For technical details, see Step 9 of the technical documentation.

Data reporting

Estimates Shown on the Website

We report average test scores, learning rates, and trends in average test scores for schools, geographic districts, counties, and states in our Opportunity Explorer. To access data for the other units (e.g., administrative districts, commuting zones, and metropolitan statistical areas) or other types of estimates (e.g., estimates separately by subject, grade, and year), please visit our Get the Data page.

Suppression of Estimates

We do not report average performance, learning, and/or trend estimates if:

  • Fewer than 20 students are represented in the estimate
  • More than 20% of students in the unit took alternative assessments
  • The estimates are too imprecise to be informative

Data accuracy

We have taken several steps to ensure the accuracy of the data reported here. The statistical and psychometric methods underlying the data we report are summarized here and published in peer-reviewed journals. First, we conduct statistical analyses to ensure that our methods of converting the raw data into measures of average test scores are accurate. For example, in a small subset of school districts, students take the NAEP test in addition to their state-specific tests. Since the NAEP test is the same across districts, we can use these districts’ NAEP scores to determine the accuracy of our method of converting the state test scores to a common scale. When we do this, we find that our measures are accurate, and generally yield the same conclusions about relative average test scores as we would get if all students took the NAEP test. For more information on these analyses, see Reardon, Kalogrides & Ho (2019).

Second, one might be concerned that our learning-rate estimates do not account for students moving in and out of schools and districts. For example, if many high-achieving students move out of a school or district in the later grades and/or many low-achieving students move in, the average test scores will appear to grow less from 3rd to 8th grade than they should. This would cause us to underestimate the learning rate in a school or district.

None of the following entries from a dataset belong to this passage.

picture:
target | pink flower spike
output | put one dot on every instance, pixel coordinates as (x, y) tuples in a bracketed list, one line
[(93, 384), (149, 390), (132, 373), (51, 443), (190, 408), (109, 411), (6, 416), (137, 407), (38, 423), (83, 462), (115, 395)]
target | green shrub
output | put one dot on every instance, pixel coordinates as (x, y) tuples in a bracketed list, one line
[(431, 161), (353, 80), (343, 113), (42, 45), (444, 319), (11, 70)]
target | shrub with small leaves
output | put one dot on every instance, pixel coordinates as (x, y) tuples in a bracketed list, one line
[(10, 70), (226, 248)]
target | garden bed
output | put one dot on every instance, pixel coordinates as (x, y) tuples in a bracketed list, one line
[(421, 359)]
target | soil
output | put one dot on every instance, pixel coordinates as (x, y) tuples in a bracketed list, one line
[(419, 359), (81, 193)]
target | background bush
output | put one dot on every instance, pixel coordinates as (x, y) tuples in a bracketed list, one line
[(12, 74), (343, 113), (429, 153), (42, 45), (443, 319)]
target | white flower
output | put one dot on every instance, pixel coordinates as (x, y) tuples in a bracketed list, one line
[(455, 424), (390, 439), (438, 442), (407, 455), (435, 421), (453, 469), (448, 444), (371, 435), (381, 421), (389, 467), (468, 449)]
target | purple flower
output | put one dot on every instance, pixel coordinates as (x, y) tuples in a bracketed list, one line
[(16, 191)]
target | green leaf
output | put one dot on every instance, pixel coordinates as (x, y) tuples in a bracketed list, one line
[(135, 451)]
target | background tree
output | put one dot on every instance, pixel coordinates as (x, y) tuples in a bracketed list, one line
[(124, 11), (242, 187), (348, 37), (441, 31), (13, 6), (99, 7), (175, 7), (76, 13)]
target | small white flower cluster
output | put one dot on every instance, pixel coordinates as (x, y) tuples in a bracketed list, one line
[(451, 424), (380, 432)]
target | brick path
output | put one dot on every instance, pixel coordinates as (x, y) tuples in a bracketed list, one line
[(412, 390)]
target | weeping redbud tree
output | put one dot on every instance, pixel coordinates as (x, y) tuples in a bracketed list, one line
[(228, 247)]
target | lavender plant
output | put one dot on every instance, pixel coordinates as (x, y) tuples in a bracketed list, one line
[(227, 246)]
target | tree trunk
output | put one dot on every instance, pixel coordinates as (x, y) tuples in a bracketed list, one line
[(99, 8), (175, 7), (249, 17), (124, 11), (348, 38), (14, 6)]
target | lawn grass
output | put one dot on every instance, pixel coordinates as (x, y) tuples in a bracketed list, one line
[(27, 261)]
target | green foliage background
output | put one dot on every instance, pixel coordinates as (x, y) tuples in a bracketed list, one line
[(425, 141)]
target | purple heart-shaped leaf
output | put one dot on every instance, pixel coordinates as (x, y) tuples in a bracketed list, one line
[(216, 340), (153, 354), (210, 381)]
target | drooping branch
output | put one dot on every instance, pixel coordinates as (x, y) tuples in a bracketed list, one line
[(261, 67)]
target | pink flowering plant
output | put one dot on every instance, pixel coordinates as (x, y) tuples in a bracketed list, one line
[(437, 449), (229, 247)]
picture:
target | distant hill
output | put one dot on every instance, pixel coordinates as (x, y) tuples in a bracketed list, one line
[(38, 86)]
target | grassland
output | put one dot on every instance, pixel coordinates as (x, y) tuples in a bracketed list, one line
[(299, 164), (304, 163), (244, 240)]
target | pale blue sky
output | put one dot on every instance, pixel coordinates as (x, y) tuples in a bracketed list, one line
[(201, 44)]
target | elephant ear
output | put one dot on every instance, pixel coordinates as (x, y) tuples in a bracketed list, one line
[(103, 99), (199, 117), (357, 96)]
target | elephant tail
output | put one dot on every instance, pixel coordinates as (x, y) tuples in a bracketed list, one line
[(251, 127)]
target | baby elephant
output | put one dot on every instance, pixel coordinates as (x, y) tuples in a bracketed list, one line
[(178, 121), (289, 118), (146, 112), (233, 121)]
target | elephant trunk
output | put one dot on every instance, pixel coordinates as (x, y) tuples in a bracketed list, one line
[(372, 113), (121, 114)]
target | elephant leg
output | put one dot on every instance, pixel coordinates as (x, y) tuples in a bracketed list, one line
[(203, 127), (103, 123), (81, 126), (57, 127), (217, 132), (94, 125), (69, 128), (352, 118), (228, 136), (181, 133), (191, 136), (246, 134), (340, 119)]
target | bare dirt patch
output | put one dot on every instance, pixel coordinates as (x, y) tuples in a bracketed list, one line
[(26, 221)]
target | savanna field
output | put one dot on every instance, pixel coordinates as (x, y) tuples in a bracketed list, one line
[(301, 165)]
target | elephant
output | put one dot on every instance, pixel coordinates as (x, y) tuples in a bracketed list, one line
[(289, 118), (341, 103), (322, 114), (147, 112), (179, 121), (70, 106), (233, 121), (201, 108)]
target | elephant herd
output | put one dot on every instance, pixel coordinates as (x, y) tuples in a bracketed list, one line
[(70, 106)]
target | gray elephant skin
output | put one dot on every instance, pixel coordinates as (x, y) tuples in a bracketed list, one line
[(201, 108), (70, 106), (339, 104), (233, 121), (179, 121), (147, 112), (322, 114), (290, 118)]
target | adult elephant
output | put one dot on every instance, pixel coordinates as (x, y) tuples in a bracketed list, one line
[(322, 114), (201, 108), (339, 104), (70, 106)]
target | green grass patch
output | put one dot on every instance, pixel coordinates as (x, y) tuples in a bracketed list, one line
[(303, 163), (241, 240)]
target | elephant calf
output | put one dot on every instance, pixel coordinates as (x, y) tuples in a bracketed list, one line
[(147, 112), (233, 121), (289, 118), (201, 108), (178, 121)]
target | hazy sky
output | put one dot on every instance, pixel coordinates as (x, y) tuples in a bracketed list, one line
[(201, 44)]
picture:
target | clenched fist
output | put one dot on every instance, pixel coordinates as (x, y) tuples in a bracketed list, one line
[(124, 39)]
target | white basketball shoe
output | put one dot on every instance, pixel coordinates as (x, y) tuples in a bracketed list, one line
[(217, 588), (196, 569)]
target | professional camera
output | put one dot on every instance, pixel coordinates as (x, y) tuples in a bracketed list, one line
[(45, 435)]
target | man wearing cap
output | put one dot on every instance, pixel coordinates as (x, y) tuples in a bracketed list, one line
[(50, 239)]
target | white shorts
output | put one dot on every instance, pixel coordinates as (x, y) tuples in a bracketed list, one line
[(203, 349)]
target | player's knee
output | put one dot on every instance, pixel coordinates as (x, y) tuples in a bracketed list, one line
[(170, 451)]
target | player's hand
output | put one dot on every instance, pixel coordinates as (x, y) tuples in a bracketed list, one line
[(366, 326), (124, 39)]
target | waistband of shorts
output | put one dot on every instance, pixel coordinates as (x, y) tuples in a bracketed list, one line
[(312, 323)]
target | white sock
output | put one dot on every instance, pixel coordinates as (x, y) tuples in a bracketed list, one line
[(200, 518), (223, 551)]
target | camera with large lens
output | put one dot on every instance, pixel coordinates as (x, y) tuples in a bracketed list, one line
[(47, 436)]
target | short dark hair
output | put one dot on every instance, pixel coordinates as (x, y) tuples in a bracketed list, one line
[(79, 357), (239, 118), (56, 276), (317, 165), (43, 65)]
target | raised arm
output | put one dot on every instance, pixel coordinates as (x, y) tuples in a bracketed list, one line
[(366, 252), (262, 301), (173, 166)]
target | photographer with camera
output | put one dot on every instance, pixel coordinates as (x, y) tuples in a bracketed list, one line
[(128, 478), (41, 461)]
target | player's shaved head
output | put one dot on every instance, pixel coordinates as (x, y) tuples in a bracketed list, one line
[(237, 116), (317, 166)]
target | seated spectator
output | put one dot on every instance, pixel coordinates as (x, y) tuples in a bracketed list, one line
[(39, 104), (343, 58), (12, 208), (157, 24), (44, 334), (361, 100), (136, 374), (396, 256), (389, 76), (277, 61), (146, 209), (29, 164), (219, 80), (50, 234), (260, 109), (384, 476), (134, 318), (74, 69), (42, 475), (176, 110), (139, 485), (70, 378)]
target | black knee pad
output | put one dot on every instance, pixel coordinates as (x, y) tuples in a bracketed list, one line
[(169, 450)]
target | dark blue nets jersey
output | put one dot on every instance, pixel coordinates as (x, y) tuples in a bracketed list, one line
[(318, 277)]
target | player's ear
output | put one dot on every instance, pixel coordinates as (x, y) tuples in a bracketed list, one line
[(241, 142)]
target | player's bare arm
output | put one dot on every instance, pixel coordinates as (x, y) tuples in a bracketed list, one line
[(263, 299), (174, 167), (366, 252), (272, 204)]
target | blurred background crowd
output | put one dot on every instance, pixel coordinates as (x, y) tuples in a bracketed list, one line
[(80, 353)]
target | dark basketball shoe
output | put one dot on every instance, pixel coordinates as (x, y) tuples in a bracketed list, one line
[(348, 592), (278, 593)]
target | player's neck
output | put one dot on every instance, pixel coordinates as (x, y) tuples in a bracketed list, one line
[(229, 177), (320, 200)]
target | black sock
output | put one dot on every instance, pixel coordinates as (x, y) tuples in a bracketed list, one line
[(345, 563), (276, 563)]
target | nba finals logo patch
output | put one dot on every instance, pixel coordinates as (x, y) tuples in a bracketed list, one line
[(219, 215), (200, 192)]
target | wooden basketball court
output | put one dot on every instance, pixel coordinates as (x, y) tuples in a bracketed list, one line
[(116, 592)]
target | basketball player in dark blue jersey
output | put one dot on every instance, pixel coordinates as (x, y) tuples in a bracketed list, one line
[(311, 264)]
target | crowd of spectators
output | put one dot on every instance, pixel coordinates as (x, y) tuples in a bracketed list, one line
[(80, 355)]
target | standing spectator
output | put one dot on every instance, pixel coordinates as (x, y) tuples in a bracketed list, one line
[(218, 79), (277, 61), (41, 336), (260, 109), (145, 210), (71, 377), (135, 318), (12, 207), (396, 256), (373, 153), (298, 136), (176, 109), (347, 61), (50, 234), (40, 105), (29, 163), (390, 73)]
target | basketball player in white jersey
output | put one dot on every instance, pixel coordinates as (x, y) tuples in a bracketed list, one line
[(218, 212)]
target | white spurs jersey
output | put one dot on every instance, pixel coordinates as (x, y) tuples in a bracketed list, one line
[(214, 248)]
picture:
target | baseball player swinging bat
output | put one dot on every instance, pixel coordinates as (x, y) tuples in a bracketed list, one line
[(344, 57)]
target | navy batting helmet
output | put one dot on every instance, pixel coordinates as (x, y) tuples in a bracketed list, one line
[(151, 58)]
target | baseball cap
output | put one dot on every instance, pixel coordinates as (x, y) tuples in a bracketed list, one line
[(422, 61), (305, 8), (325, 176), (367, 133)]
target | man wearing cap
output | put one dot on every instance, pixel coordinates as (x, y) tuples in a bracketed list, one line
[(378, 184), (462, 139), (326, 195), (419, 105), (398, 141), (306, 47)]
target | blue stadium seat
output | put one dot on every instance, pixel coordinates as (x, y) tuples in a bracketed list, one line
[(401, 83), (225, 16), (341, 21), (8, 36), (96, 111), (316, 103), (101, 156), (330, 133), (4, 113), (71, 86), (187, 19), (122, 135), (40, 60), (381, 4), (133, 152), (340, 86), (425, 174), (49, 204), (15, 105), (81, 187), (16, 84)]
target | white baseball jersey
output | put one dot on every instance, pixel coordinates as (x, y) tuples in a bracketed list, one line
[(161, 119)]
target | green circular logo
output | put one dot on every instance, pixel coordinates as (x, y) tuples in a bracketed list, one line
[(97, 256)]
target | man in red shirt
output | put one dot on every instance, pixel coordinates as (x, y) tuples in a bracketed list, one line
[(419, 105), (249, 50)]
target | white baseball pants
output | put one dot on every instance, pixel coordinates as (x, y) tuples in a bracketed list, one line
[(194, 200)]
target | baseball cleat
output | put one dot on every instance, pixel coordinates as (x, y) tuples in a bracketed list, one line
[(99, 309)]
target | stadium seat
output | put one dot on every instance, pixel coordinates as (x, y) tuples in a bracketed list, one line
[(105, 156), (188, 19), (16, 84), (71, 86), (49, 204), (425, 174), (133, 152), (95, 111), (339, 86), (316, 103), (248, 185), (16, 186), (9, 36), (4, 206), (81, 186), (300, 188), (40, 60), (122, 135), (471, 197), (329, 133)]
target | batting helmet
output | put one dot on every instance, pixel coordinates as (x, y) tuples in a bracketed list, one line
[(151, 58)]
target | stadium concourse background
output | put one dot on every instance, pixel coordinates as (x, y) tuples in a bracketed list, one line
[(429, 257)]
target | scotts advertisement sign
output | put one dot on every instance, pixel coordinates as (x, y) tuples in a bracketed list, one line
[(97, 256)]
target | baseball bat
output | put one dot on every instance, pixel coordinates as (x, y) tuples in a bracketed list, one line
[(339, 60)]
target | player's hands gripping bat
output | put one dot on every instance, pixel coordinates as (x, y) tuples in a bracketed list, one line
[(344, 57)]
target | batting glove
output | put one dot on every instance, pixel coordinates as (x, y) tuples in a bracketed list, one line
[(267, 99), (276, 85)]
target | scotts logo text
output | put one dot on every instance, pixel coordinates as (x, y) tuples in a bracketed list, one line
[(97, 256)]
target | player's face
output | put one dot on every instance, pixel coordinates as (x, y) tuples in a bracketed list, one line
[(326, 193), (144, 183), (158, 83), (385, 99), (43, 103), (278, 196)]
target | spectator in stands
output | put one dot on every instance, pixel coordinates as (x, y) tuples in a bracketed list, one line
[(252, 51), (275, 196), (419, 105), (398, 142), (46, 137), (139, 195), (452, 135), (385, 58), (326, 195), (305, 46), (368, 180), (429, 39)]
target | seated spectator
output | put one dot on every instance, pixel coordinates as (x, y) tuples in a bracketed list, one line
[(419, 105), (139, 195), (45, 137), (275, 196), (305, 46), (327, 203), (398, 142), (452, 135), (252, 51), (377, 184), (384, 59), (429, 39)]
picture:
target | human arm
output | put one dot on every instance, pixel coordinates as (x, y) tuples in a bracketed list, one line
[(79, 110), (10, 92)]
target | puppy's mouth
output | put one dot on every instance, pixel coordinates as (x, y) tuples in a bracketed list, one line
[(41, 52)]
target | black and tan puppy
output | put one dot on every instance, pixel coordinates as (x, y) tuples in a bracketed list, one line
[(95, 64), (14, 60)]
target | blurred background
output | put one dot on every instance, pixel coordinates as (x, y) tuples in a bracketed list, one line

To determine the accuracy of our learning-rate estimates, we compared them to the estimated learning rate we would get if we could track individual students’ learning rates over time. Working with research partners who had access to student-level data in three states, we determined that our learning-rate estimates are generally sufficiently accurate to allow comparisons among districts and schools. We did find that our learning-rate estimates tend to be slightly less accurate for charter schools. On average, our estimated learning rates for charter schools tend to overstate the true learning rates in charter schools in these three states by roughly 5%. This is likely because charter schools have more student in- and out-mobility than traditional public schools. It suggests that learning-rate comparisons between charter and traditional public schools should be interpreted with some caution. For more information on these analyses, see Reardon et al. (2019).

Third, we have constructed margins of error for each of the measures of average test scores, learning rates, and trends in average scores. On the explorer, we show 95% confidence intervals. In the downloadable data, we provide standard errors, which can be used in statistical analyses and comparisons. Interested users can download data files that include these standard errors from our Get the Data page.

Fourth, we do not release any estimates on the website or in the downloadable data files where the margin of error is large. In places where there are a small number of students (or a small number of students of a given subgroup), the margin of error is sometimes large; we do not report data in such cases. Margins of error of school learning rates are also large when there are only two or three grade levels in a school; as a result, roughly one-third of schools are missing learning rates on the website.